Investigate to see if the job is still running. The alert notification will have included a link to logit which includes the Kubernetes pod name. You can see if that pod is still running.

If the pod is still running

If the pod is still running you will need to investigate why the operation (backup, transform, restore) is taking so long. You can look at the “Durations over time” graph in the Grafana dashboard to see if this has been a gradual trend, which might indicate normal growth of the database. If it appears to be natural growrth you can increase the allowed time by moving the database into a slower category.

You could also speak to the team responsible for the application that uses the database.

If the pod is no longer running

It is possible for the pod to be terminated in such a way it cannot send the terminal (failed, succeeded) metric. In these instances you will need to decide whether to launch a new sync operation.

Database backup/restore not completed

This alert will trigger if a database which is backed up or restored daily did not successfully complete a backup/restore operation within the last 25 hours.

This can be because:

  • The backup script has failed - It is likely you will have received an additional alert for Database backup and sync operation failed, in which case investigate it as such.
  • The Kubernetes CronJob has been suspended - In this case you should either unsuspend the CronJob, or alert the alert expression to exclude the specific database or database instance.
  • The Kuberentes CronJob is failing to successfully launch a Job - In this case you will need to investigate why the Job cannot start successfully. You should be able to see them in ArgoCD in the db-backup Application.
  • The backup script is failing to execute before it can send any metric - You should look at the logs in logit (the alert will have included a link to the pods logs in logit), and if there aren’t any then look at the job in ArgoCD to see why it is failing to execute.

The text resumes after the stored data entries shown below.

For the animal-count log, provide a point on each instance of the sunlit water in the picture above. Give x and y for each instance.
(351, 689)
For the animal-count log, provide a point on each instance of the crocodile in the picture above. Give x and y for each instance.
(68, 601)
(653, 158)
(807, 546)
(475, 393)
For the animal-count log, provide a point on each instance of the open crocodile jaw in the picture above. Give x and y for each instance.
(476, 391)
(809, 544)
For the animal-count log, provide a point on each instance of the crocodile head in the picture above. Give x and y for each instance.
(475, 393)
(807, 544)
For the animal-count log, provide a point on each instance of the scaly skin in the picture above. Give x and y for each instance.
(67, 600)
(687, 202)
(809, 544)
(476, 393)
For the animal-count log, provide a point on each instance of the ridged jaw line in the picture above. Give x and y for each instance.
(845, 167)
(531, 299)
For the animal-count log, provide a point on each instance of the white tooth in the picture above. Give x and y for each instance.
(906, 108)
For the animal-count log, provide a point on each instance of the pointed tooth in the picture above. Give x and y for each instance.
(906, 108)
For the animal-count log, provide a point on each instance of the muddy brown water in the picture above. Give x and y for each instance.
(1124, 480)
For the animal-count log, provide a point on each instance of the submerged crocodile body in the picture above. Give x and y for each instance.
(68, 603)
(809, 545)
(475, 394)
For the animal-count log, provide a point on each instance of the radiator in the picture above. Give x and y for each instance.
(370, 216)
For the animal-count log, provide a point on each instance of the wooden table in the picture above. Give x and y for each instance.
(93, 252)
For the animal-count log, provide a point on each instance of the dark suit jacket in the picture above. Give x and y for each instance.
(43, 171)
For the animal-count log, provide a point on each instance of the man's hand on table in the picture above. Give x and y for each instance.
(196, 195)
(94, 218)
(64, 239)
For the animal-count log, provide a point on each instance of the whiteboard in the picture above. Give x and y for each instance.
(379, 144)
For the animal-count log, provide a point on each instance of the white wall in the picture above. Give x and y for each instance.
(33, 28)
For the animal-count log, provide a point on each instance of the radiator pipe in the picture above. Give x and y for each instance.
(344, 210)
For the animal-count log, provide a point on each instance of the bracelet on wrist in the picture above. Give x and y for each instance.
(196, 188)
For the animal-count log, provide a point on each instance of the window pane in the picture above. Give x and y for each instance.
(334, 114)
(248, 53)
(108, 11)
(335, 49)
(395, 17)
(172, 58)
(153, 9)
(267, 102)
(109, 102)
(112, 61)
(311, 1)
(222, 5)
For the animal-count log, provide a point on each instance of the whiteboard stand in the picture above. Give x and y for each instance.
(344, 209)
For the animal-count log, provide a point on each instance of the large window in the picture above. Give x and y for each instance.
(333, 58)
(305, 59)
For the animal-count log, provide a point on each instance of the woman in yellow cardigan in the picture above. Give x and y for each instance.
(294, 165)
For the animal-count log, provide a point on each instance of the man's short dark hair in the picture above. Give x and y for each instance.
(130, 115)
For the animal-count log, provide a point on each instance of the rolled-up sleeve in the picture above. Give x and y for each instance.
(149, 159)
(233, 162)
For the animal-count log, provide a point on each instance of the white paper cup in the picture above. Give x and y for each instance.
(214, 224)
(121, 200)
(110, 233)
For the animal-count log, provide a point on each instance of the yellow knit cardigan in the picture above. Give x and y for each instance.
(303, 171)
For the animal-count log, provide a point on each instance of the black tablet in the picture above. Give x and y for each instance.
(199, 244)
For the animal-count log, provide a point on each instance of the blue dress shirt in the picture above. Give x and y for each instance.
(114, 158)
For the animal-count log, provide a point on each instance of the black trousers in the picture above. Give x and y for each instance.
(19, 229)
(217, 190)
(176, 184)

Database backup/restore not completed - Weekly backups

This alert will trigger if a database which is backed up or restored weekly did not successfully complete a backup/restore operation within the last 1 week and 12 hours.

Investigate this by following Database backup/restore not completed.

Database backup/restore not completed - Weekday backups

This alert will trigger on Tuesday to Saturday if a database which is backed up or restored on weekdays only did not successfully complete a backup/restore operation within the last 25 hours.

Investigate this by following Database backup/restore not completed.

Database backup/restore not completed - Sunday to Thursday backups

This alert will trigger on Monday to Friday if a database which is backed up or restored on Sundays to Thursdays only did not successfully complete a backup/restore operation within the last 25 hours.

Investigate this by following Database backup/restore not completed.

Whether to launch a new sync operation

First and foremost you should speak to the team which is responsible for the application that uses that database instance. They can decide whether to launch a new sync.

You should consider how long it is likely to take, you can see how long it usually takes by looking at the Durations over time graphs on the Grafana dashboard.

If you launch a new sync:

  • in production it will only create a new backup file, this may put extra load on the RDS instance but won’t have any other side effects.
  • in staging and integration it will restore the most recent backup from the higher environment, this may wipe out changes which the developers are testing
  • For MySQL databases in staging and integration it will make their database unavailable for the entire time of the restore (but not any transformation or backup).